The fields in FracFocus that specify companies, commercial names of products, names and purposes of chemicals and several location names are text fields. These can be important fields for searching through the entire data set (for example: finding all chemicals supplied by Halliburton). Therefore, consistency throughout the data set is essential. Unfortunately, consistency is apparently not enforced at the data-entry stage at FracFocus. For example, the company Halliburton is represented by over 100 unique labels which include formal names, shortened names, abbreviations, typos, and combinations with other companies. Searching for all records of this company with the raw Supplier values is very frustrating and tedious.
To create more usable fields of OperatorName and Supplier, we manually create a simple translation table that is used during database generation to create "best guess" versions of the raw fields. First we convert each value in the field to all lowercase and strip any non-alphanumerics from the front and back. Then we make a list of all unique values for the field - this is our list of 'originals' for which we will then create a translation. In the 'primary' column for our example above, we specify what we want them to be called; in this case, simply 'halliburton.'
In this way, we are able to create a much cleaner field upon which to search. Now, our search for all the Halliburton records requires a single search in the generated field bgSupplier instead of >100 searches in the raw Supplier field.
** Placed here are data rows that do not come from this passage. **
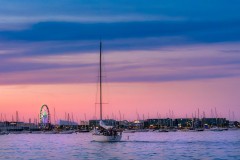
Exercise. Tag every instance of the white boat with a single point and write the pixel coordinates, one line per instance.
(105, 133)
(129, 131)
(216, 129)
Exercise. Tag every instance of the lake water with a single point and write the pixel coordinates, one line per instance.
(145, 145)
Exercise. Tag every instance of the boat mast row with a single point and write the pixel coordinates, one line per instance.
(100, 80)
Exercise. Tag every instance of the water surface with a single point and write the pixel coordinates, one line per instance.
(145, 145)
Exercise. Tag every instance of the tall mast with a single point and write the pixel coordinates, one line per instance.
(100, 80)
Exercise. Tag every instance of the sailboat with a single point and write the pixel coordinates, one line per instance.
(104, 133)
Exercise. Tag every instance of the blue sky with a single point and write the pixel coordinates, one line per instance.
(32, 30)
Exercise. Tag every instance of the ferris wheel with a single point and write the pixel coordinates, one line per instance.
(45, 116)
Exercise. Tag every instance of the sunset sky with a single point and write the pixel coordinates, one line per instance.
(159, 57)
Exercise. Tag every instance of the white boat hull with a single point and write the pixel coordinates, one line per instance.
(103, 138)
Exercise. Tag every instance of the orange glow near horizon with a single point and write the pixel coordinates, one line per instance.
(131, 100)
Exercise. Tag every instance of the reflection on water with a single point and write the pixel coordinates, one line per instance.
(147, 145)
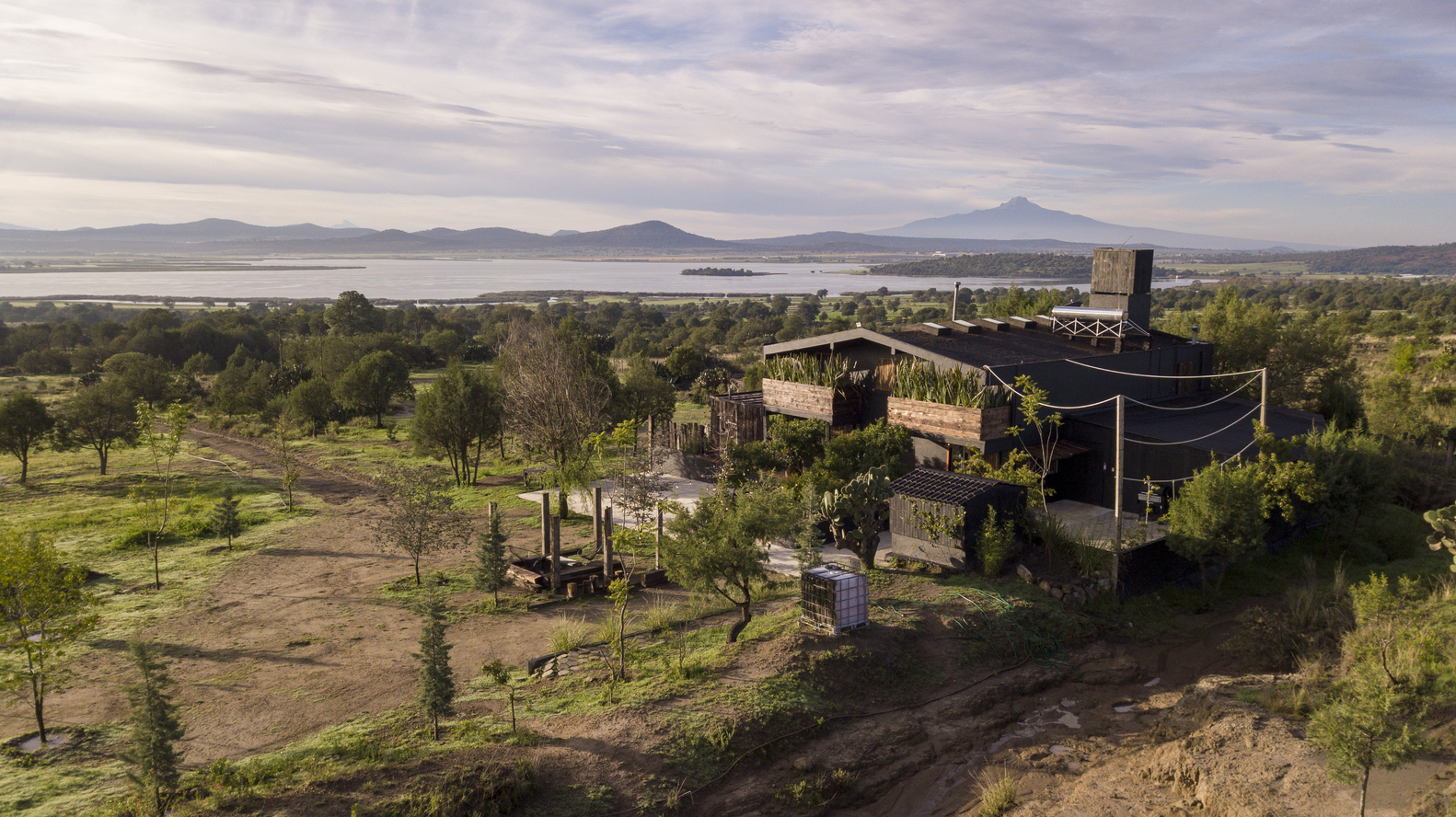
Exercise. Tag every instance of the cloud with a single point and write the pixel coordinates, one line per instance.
(839, 112)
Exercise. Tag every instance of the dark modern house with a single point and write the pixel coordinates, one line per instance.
(1177, 415)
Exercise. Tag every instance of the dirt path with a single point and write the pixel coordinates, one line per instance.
(327, 485)
(295, 637)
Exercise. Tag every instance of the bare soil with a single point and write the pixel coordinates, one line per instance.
(297, 637)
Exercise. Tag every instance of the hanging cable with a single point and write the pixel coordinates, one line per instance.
(1166, 376)
(1187, 478)
(1250, 382)
(1010, 387)
(1196, 439)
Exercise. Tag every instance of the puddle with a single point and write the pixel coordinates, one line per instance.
(55, 740)
(1038, 721)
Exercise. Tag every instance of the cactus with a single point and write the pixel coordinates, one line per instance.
(1445, 524)
(853, 512)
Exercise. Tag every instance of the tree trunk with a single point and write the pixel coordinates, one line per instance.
(1365, 784)
(40, 717)
(745, 611)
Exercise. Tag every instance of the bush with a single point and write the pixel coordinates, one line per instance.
(998, 542)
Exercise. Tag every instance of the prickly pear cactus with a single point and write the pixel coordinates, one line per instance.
(853, 512)
(1445, 524)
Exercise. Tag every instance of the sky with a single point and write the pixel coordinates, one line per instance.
(1323, 121)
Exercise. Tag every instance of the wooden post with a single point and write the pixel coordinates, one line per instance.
(1264, 397)
(555, 555)
(595, 519)
(1117, 495)
(657, 547)
(606, 547)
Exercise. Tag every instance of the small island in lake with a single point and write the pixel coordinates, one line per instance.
(724, 271)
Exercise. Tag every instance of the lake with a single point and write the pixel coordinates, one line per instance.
(447, 279)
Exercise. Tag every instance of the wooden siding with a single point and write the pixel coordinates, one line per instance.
(951, 424)
(801, 399)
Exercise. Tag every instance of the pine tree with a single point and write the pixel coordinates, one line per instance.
(225, 519)
(435, 677)
(492, 562)
(155, 730)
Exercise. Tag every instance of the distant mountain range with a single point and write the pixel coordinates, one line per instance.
(1017, 226)
(1021, 219)
(222, 236)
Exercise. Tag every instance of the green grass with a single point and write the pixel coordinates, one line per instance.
(65, 782)
(95, 524)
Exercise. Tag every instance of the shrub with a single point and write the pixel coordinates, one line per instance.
(998, 542)
(570, 634)
(998, 791)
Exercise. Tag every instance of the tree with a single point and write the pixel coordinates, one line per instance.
(420, 516)
(553, 399)
(1038, 436)
(352, 315)
(720, 547)
(1366, 726)
(155, 492)
(226, 520)
(45, 611)
(369, 385)
(850, 455)
(808, 537)
(155, 764)
(435, 676)
(500, 674)
(853, 512)
(285, 456)
(455, 419)
(645, 395)
(492, 562)
(24, 425)
(312, 402)
(100, 419)
(1218, 517)
(144, 377)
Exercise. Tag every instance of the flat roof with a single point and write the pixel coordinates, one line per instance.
(1225, 429)
(967, 349)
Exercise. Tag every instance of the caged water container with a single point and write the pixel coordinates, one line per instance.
(833, 599)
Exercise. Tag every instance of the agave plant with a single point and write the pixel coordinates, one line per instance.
(920, 380)
(832, 372)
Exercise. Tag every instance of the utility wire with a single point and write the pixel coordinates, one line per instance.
(1196, 439)
(1166, 376)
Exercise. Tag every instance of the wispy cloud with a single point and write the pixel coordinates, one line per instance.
(733, 119)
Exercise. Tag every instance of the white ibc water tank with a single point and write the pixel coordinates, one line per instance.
(833, 599)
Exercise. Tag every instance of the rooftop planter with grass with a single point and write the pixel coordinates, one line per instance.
(822, 387)
(950, 405)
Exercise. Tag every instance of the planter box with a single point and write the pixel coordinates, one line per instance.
(817, 402)
(950, 424)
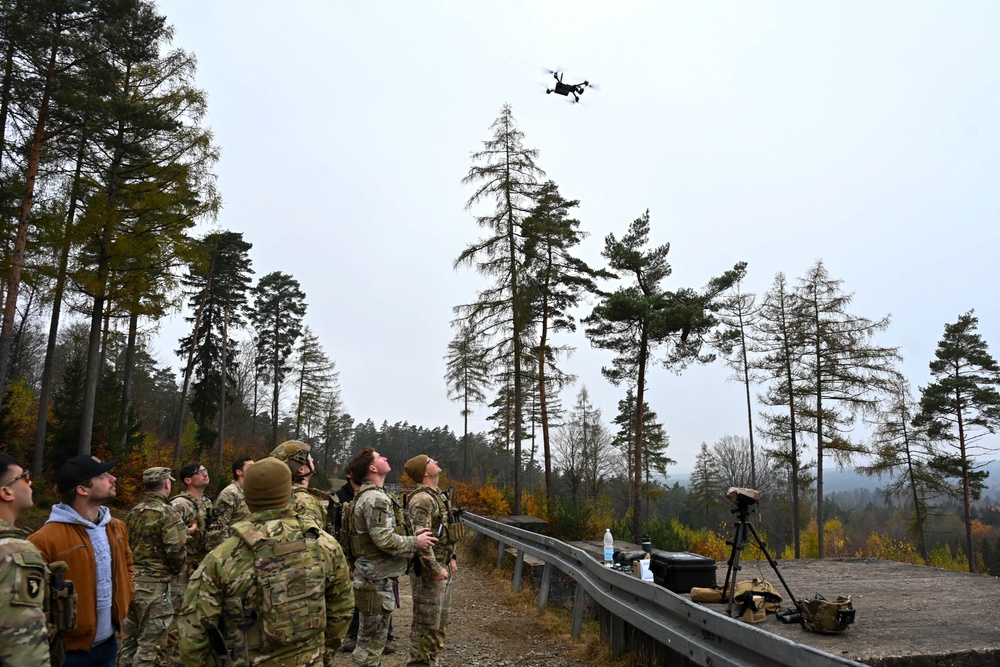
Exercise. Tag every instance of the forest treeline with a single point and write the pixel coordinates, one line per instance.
(106, 171)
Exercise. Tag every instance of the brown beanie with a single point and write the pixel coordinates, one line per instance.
(267, 485)
(416, 467)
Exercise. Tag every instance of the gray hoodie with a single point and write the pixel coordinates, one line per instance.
(62, 513)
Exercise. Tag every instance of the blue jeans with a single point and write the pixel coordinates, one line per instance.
(101, 655)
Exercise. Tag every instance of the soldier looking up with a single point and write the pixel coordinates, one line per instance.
(157, 536)
(382, 550)
(24, 576)
(230, 506)
(429, 507)
(260, 593)
(306, 502)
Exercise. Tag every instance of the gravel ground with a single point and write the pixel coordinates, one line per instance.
(490, 626)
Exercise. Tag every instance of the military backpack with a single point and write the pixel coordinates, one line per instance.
(291, 585)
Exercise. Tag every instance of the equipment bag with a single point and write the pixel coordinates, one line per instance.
(830, 616)
(291, 584)
(745, 590)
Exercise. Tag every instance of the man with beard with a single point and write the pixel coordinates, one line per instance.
(82, 532)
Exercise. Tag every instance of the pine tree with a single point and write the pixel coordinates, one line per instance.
(506, 176)
(278, 308)
(559, 280)
(778, 347)
(843, 371)
(905, 454)
(467, 378)
(962, 406)
(634, 320)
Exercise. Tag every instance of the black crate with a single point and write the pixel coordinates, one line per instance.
(681, 571)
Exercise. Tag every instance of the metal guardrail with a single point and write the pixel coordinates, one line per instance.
(688, 629)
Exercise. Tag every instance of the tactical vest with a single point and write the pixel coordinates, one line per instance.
(449, 529)
(291, 588)
(41, 585)
(360, 545)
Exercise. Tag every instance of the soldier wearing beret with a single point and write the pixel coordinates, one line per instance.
(431, 583)
(158, 537)
(23, 576)
(277, 592)
(230, 506)
(382, 549)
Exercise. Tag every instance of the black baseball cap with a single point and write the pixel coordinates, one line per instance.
(79, 469)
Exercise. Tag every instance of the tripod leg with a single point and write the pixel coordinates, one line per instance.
(734, 565)
(772, 562)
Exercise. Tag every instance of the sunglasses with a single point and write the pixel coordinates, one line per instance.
(24, 475)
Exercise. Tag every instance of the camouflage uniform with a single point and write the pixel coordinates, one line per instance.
(429, 508)
(157, 536)
(307, 505)
(24, 633)
(382, 550)
(226, 593)
(194, 509)
(230, 507)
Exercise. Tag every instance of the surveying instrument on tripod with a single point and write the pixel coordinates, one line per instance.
(746, 502)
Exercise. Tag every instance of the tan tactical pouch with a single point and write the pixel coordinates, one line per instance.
(706, 594)
(368, 600)
(772, 600)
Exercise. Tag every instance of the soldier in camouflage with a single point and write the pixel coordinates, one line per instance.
(432, 574)
(196, 510)
(157, 536)
(24, 634)
(381, 549)
(307, 503)
(230, 506)
(277, 593)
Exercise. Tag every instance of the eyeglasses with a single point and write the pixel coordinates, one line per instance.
(24, 475)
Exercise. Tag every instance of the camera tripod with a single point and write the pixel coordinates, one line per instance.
(744, 532)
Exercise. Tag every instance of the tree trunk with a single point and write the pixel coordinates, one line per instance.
(45, 392)
(222, 399)
(21, 237)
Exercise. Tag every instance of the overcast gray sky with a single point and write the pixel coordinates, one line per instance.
(863, 134)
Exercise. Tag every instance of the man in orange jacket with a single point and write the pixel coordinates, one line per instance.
(81, 531)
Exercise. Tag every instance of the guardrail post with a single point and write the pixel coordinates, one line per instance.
(577, 628)
(543, 591)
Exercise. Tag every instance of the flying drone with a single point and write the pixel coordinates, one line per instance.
(567, 89)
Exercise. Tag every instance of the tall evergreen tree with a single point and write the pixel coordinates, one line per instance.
(505, 176)
(155, 144)
(559, 280)
(216, 285)
(844, 372)
(278, 308)
(654, 441)
(635, 320)
(962, 406)
(779, 347)
(738, 315)
(315, 384)
(467, 377)
(904, 454)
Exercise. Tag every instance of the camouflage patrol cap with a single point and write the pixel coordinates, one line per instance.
(267, 485)
(292, 450)
(416, 467)
(157, 474)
For a database to have integrity, data should be checked for validity as it is entered. The reason is simple: Manual data entry is a tedious process that is prone to mistakes. Anyone that has had to enter sheets of numbers and labels to a spreadsheet can attest to that. Even automated data entry can occasionally misrepresent the original numbers.
Unfortunately, validity checks in FracFocus seem to be inconsistently used. It has been mentioned in web instructions to operators that there are some checks built in to the data entry, but that operators are only warned of problems and can still publish a disclosure with those errors. We know that because it is not unusual for values to show up in disclosures that are obviously wrong.
Within FracFocus, there are several fields that indicate the location of the fracking event. StateNumber and CountyNumber are the official codes for the state and county of the fracking pad. Latitude and Longitude provide geographic coordinates of the well. StateName and CountyName provide the text names. And APINumber has the state and county numbers encoded in the upper 5 digits of the number. Having such a range of fields should make it easy to search for or display data in a variety of ways.
Unfortunately, these fields are not always consistent across a record. Plotting wells on a map reveals obvious mistakes in lat/lon data (e.g., wells in the ocean where there are none). State and county fields are inconsistently abbreviated, spelled and/or capitalized. Searching for all events in a specific state or county would require multiple searches without some corrections. There are state names that don't match state codes.
The open-FF method normalizes state and county names by a manually created translation table. This corrects for misspellings and abbreviations in the field and the results are put into the fields bgStateName and bgCountyName. Latitude and Longitude are also checked to be within the reported county; if they are outside that area, Open-FF tries to use the state-reported location of the well for the values bgLatitude and bgLongitude. (Those state-reported values are also reported even when the FracFocus versions aren't detected as errors as stLatitude and stLongitude.) Open-FF generates flags to warn users when such issues are detected for a disclosure. The unchanged FracFocus values of those fields are still available to the user in the data set in the original names. In addition, Iin FracFocus, lat/lon values can be one of three different projections. In Open-FF, bgLatitude and bgLongitude are normalized across the data set to be the same geographic projection.
Some other text fields such as TradeName, Purpose, and WellName are currently not curated for consistency.
Three important numeric fields are PercenHFJob, PercentHighAddive and MassIngredient that provide information about quantity of chemicals. While Open-FF does not attempt to correct errors, it checks for consistency within disclosures and flags problems to keep users from using error-prone data.
Some numeric fields are not checked. An example is TVD, (Total Vertical Depth, in feet) though we know there are some disclosures with comical errors.